Killer Dames: Two Gothic Chillers By Emilio P. Miraglia – Blu-ray Review
Some genres of film are just meant to be seen on blu-ray, and Italian giallo films are no exception. The two gothic murder-mysteries in this excellent box set are both classic examples of the genre. Both feature the thematic and stylistic tropes you would expect from gialli: brutal murders, vivid and lurid colour schemes, lots of naked and fetishized flesh, terrific production design, eerie sound design, melodramatic score, a twisty plot, and people being driven to madness.
The Night Evelyn Came Out of the Grave tells the story of a disturbed English aristocrat, Alan Cunningham (Anthony Steffen) who is grief-stricken and haunted by the death of his wife Evelyn, a striking red-haired woman. His way of dealing with this is not entirely normal. He lures red-haired prostitutes and strippers back to his country mansion, where he tortures them and kills them. In an attempt to rid him of his obsession, a séance is performed to summon Evelyn’s spirit. As the people involved in the ceremony start to die, they suspect a vengeful Evelyn may be the culprit.
This is an enjoyable and gothic slice of exploitation cinema, full of enough nastiness, kinkiness, and glorious 70s style to keep the average cult film fan happy. If that weren’t enough, giallo icon Marina Malfatti is also in the film, playing Alan’s new wife.
The second film in the set, The Red Queen Kills Seven Times, is slightly less entertaining. It follows two sisters cursed by an ancient painting, and the deadly and avenging spirit conjured by their actions. Again, there is plenty of blood, a couple of inventive death scenes, and some vivid imagery scattered throughout the film. But it is all bogged down in a very talky plot that kills much of the momentum. The design of the film is fantastic however, with the lurid 70s style juxtaposed against the creepy gothic castle, with it’s crypts, cobwebs and billowing curtains.

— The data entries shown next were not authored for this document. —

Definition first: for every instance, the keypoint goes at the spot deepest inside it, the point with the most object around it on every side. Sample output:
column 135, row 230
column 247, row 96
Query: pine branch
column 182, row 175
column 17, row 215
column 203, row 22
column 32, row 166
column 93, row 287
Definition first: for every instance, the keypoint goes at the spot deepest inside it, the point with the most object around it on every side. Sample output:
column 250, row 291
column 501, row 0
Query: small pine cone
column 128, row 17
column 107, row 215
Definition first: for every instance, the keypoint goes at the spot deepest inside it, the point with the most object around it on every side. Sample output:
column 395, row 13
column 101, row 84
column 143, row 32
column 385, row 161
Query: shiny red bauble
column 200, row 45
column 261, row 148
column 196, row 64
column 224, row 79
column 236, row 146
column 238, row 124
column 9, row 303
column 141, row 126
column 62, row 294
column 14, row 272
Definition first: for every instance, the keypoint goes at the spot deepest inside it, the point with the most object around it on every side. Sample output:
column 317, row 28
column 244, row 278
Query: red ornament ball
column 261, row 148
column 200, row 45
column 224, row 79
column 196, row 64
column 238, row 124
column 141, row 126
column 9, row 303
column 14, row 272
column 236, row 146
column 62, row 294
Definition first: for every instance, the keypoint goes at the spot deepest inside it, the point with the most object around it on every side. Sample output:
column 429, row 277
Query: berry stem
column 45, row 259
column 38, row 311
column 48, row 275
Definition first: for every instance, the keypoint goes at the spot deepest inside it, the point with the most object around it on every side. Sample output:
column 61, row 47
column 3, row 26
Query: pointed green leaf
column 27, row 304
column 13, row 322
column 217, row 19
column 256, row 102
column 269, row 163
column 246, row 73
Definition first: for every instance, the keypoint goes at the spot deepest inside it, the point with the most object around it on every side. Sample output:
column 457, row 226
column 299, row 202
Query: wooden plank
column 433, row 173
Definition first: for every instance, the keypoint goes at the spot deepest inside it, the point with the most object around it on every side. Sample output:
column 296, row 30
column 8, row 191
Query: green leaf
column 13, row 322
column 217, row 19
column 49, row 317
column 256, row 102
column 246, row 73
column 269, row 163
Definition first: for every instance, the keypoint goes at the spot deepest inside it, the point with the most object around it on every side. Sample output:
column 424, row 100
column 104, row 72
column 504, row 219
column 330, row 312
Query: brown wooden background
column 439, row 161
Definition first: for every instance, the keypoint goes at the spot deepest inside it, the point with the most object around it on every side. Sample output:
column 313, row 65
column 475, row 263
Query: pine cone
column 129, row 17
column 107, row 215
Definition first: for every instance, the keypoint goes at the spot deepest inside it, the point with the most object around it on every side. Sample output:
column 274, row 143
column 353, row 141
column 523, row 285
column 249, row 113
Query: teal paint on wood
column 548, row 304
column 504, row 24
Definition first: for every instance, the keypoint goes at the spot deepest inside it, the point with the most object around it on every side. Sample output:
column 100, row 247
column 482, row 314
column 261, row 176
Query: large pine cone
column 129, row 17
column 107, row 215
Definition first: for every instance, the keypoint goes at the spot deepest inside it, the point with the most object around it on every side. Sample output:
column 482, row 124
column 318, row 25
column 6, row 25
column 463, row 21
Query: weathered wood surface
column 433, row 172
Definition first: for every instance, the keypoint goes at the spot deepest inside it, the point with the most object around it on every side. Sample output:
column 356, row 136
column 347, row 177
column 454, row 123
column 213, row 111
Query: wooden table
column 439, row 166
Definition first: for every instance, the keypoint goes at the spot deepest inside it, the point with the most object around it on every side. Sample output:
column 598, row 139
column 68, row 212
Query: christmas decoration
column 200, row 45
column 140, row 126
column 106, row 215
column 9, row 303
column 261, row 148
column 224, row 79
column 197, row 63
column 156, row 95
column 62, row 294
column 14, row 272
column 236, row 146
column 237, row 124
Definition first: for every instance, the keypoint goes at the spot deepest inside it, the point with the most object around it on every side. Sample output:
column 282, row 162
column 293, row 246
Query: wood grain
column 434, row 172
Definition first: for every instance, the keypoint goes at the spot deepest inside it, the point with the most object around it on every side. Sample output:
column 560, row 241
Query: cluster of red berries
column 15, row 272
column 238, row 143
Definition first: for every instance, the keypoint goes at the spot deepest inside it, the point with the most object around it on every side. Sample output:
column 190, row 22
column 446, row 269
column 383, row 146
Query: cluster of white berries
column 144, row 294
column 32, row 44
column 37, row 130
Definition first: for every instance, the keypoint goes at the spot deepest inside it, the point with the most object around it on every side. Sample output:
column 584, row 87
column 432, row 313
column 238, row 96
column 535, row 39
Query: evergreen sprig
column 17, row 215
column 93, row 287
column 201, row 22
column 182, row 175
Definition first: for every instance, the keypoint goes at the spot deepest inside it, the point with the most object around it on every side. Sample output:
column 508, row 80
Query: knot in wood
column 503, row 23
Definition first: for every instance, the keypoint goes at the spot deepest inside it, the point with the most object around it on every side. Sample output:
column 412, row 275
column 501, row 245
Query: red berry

Thematically it covers much of the same ground as The Night Evelyn Came Out of the Grave, with revenge, greed, sex and murder all on the menu. It also features another icon of Italian horror, with the stunning Barbara Bouchet in the lead role.
Director Emilio Miraglia, is very much a lesser known filmmaker. He directed six films between 1967 and 1972, and then made no more. The two films in this set are not quite in the same league as the luminaries of the genre (Dario Argento, Mario Bava, Lucio Fulci) but they have achieved a cult status over the years, and they deserve to be seen.
As for the box set itself, Arrow Video cement their status as one of the best distributors in the business, with this exquisite limited edition. Spread across four discs, and packed with extras including a 60 page booklet, this is why people still buy physical media. There is brand new and exclusive artwork, as well as a fantastic mix of archival material alongside new and insightful interviews and discussions with key cast and film scholars respectively. Both films have been given a sumptuous 2K makeover, restored directly from the original negatives. There are new commentaries, introductions to the films, and various audio and subtitle options including an English dub or the original Italian soundtrack.
The films are very much 3 star affairs, but this is a superb release, and a must have for giallo fans.